I found most of the birds that I did shoot photos of…
…at the edges between the large stands of woods in the park where they met with the parts of the park geared towards human activities. Of course, edges are always good places to look for wildlife to begin with, even if the edges are between two different types of habitat. Edges between human development and habitat suitable for wildlife seem to be particularly good places to find wildlife. Something that I need to keep in mind when I do begin scouting.
In the meantime, I have a few close-ups of birds that I shot at the Muskegon Lake Nature Preserve last week that I need to post.

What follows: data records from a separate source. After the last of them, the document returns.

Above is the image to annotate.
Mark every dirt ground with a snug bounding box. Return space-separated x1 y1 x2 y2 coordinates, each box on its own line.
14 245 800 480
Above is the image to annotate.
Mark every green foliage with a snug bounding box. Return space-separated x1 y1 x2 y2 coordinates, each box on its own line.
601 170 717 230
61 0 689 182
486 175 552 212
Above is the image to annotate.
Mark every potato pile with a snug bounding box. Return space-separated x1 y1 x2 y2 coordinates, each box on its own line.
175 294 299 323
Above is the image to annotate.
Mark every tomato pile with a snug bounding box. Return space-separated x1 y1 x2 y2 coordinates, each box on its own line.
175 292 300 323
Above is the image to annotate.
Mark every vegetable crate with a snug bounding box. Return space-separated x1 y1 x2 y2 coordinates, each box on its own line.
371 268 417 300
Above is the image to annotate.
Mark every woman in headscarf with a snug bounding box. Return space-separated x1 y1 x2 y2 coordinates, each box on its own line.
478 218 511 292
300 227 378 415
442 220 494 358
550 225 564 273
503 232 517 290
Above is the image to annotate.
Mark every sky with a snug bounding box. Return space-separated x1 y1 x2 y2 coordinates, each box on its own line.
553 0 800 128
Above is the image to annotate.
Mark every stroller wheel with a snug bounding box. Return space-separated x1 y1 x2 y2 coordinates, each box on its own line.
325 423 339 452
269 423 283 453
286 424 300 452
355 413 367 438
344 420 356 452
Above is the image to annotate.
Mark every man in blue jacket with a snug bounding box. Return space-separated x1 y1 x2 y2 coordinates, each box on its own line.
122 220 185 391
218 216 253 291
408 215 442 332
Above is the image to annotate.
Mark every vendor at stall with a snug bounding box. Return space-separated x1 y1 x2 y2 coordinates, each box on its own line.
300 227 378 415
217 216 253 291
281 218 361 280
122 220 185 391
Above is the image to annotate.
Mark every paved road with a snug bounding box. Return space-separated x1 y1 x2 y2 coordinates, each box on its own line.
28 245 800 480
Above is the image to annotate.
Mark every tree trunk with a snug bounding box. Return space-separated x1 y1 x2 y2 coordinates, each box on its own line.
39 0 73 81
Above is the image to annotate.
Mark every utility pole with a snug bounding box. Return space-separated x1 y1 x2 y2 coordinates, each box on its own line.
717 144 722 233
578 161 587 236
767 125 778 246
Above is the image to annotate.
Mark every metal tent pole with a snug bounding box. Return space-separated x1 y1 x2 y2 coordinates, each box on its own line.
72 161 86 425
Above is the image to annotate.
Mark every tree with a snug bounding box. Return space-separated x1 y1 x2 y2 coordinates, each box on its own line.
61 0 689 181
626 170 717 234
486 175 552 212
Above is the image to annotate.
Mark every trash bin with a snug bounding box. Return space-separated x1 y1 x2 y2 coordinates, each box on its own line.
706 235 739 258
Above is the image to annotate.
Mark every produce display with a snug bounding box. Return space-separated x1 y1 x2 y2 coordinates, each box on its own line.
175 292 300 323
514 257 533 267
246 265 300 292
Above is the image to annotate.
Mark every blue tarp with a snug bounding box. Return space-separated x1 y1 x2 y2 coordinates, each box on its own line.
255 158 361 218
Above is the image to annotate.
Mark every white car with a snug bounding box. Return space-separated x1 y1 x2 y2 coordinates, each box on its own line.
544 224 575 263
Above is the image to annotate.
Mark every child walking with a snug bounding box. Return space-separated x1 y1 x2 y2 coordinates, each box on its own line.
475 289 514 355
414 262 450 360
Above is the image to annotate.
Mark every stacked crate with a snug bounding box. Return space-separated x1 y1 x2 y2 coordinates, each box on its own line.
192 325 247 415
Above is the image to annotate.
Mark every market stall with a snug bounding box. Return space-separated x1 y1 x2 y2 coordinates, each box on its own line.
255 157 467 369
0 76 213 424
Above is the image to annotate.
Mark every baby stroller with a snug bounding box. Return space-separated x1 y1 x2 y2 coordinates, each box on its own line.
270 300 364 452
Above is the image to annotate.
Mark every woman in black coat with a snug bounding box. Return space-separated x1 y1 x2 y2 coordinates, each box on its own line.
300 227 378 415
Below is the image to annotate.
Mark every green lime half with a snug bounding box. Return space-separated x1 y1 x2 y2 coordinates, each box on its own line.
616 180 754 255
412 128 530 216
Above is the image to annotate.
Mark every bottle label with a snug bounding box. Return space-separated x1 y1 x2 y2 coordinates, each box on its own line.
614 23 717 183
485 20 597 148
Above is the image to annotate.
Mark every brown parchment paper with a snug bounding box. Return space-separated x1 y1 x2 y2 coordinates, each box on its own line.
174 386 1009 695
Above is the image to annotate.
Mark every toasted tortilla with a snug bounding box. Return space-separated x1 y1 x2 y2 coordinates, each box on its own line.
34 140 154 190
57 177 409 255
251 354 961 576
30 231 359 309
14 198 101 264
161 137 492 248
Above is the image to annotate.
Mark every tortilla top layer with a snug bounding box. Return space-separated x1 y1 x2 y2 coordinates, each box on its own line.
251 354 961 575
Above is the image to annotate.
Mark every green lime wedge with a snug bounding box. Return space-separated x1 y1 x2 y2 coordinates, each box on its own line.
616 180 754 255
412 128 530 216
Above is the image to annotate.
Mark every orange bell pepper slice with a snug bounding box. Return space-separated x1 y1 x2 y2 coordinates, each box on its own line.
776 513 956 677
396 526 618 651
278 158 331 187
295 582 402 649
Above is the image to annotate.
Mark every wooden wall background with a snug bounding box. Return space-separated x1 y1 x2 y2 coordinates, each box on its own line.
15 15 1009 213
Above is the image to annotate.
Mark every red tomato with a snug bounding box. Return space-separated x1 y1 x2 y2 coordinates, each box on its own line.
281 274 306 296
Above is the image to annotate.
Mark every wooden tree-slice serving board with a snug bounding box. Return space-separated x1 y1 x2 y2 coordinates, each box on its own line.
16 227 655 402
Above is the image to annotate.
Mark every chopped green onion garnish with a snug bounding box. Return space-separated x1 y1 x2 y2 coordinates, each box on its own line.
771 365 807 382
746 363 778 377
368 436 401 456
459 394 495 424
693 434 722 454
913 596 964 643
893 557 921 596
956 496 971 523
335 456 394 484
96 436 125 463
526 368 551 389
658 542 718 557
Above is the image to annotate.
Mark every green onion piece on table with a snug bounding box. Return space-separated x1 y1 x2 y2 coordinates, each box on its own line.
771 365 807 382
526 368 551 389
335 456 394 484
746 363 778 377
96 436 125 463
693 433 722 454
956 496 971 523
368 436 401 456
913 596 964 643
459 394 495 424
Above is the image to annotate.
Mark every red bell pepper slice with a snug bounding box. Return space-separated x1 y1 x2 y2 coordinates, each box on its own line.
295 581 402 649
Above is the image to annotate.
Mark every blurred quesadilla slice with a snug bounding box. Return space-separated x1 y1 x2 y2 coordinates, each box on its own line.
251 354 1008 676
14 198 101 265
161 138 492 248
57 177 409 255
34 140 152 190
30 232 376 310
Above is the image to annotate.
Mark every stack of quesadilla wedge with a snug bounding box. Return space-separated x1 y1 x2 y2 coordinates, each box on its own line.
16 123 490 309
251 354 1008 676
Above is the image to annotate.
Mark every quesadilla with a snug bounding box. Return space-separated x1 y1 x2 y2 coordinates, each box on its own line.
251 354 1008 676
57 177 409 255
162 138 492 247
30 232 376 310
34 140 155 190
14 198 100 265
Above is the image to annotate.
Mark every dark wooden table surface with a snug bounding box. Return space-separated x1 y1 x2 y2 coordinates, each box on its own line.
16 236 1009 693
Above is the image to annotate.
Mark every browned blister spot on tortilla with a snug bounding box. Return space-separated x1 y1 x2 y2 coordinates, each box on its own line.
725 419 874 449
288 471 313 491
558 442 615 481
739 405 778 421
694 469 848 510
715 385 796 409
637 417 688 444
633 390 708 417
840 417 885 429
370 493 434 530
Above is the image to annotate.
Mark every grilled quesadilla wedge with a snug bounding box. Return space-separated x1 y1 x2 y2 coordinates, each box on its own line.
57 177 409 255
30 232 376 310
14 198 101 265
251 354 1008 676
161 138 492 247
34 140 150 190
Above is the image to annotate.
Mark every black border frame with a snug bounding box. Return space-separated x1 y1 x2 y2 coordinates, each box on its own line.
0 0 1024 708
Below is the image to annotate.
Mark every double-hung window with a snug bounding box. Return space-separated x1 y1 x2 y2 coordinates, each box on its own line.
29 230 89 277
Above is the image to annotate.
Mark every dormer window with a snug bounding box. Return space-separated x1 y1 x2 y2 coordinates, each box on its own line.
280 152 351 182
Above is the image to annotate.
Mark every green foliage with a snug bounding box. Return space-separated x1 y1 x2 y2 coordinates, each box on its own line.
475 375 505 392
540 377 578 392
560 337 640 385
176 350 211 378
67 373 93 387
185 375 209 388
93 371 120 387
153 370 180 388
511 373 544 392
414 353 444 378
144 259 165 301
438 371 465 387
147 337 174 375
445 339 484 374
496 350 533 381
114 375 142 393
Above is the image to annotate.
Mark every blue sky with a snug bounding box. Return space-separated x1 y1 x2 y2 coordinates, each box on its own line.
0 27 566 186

I love it when I get so close to birds that I don’t have to crop the images at all as I did with these last three images. But, that comes from knowing every nook and cranny of the MLNP and where I’ll be able to sneak up on a bird, or sit and let it come to me. Having visited the MLNP as often as I have, I do know it like the back of my hand, which makes it easier to get good photos there, and that’s one reason that it will be hard for me to begin going to other places, it will take me a while to learn those other places as well as I know the places that I’ve been going to. Oh well, I guess that will be part of the learning experience. That’s also okay, as I still have quite a few photos left from this spring, so if I do have a bad outing or two as I look for other places to go, I still have photos to post, like this one.
I’m only going to have one day off from work this week, I volunteered to work on one of my regular days off to help out my employer, and to earn a little extra money. The weather forecasted called for rain on the day that I’ll be working, so it seemed like a wise choice to work, but the forecast changed, and now it’s for another great day, darn.
That’s it for this one, thanks for stopping by!